On February 17th hundreds of people gathered at Tripoli’s Martyrs’ Square for the celebration of the 7th anniversary of the 2011 Revolution. Ever since, Libya has been in constant crisis. With multiple factions fighting for control over the country, a stable government and the creation of a functioning democracy have been a far-flung dream. Elections in 2012 and 2014 ended in chaos and the outcome was therefore heavily contested. With the United Nations currently implementing their new action plan for Libya, hope is rising once again that elections will soon be held in the fragmented country. Begging the question how viable the prospect of elections is in Libya?
UN Action Plan In late 2017 the United Nations Support Mission in Libya presented the UN Action Plan for Libya. The plan proposed to organize a “National Conference” in order to pave the way for future elections. The Action Plan is, “in essence, a synthesis of the hopes and goals of the Libyan people,” according to UN Special Representative Ghassan Salamé. “Libyans are tired of moving from one transitional period to another. I am not here to remove what is temporary and create another.” In the meantime some promising steps have been undertaken to implement the plan. Under the auspice of the UN, the Tripoli based High National Election Commission (HNEC) started with the registration of voters in Libya.
There are however major problems for organizing an election. With the country being divided among rival governments, armed groups and tribes, there is a lack of unity and stability. Violence between rival groups is still a day to day problem in the country.
A fragmented country The parliamentary and presidential elections that the UN hope to initiate should provide for a stable government that would replace the current Government of National Accord (GNA). The GNA was the result of a United Nations peace initiative to reconcile the opposing House of Representatives and General National Congress. The division between the governments was the result of the contested outcome of the 2014 election. The Government of National Accord was in the end not the solution to the problems of the country. The Tobruk based Libyan House of Representatives (HoR) never ratified certain key articles of the National Accord, that established the GNA.
The Tobruk government controls the largest part of Eastern Libya. Backed by the Libyan National Army (LNA) led by general Khalifa Haftar, the HoR has fought the Islamic fundamentalist in Benghazi. In the Western part of the country, the GNA based in Tripoli controls with its allies most of the coastal areas.
In the Southern part of the country the situation is even more complicated. Islamic State fighters still operate in the central desert of the country. In February multiple oil installations were under attack, threating the stability of Libyan oil supply. The sparsely populated desert towns often switch between sides to defend themselves. In Sabha local militias have sided with neither of the governments. This resulted in violent clashes between the Haftar’s LNA and the cities’ militias. Sabha is especially symbolic for the country’s situation. Multiple ethno-tribal groups are based in the city. Maintaining a tenuous peace. Meanwhile it became infamous in 2017 when it was reported that slave traders freely operate within city.

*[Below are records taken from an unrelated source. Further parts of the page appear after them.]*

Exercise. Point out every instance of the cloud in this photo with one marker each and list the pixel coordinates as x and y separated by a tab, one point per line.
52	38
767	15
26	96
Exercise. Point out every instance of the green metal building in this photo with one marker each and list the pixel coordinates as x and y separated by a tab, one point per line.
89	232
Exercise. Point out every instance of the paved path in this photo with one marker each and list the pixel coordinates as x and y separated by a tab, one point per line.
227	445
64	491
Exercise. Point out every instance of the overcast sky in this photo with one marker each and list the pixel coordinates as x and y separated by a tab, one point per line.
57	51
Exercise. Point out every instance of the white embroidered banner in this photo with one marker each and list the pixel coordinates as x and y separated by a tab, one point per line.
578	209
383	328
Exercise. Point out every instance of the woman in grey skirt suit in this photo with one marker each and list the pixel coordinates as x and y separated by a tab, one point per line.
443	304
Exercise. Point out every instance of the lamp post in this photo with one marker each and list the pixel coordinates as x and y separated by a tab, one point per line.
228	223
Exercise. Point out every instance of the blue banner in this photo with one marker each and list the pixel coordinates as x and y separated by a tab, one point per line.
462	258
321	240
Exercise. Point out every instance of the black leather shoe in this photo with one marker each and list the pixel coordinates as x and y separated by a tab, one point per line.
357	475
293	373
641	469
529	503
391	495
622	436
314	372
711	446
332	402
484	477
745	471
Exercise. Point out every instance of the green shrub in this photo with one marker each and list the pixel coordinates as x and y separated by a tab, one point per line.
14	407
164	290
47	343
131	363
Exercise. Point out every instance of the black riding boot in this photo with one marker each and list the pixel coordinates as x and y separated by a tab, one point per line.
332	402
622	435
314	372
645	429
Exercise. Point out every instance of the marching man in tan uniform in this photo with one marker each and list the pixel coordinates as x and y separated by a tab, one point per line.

A country in ruins With this patchwork of alliances, organizing elections in Libya will prove to be very challenging. The HNEC hopes that the elections itself will overcome these difficulties. Experts are however troubled by the possibility of elections. According to the Atlantic Council, a US based think tank, the political situation has deteriorated and the current division is deepening. A foreign consultant for the BBC expressed his concerns about the potential implications of elections. “The biggest risk to holding an election today is that any result will lead to an all-out armed confrontation on a scale we have not yet seen.” There is currently no legal framework in which a government operates. A new constitution has been drafted, but many courts in Libya have ruled against it. Without a framework it is questionable if elections would lead to any form of government.
Other factors are also plaguing potential elections. After years of civil war the country is in ruins. The infrastructure of the Libya is heavily damaged. Roads that are intact are sometimes controlled by armed factions. Making it unlikely that the voting process will be smooth and save.
With the international community pushing for elections, while the country is more divided than ever, it becomes difficult to organize a credible vote this year.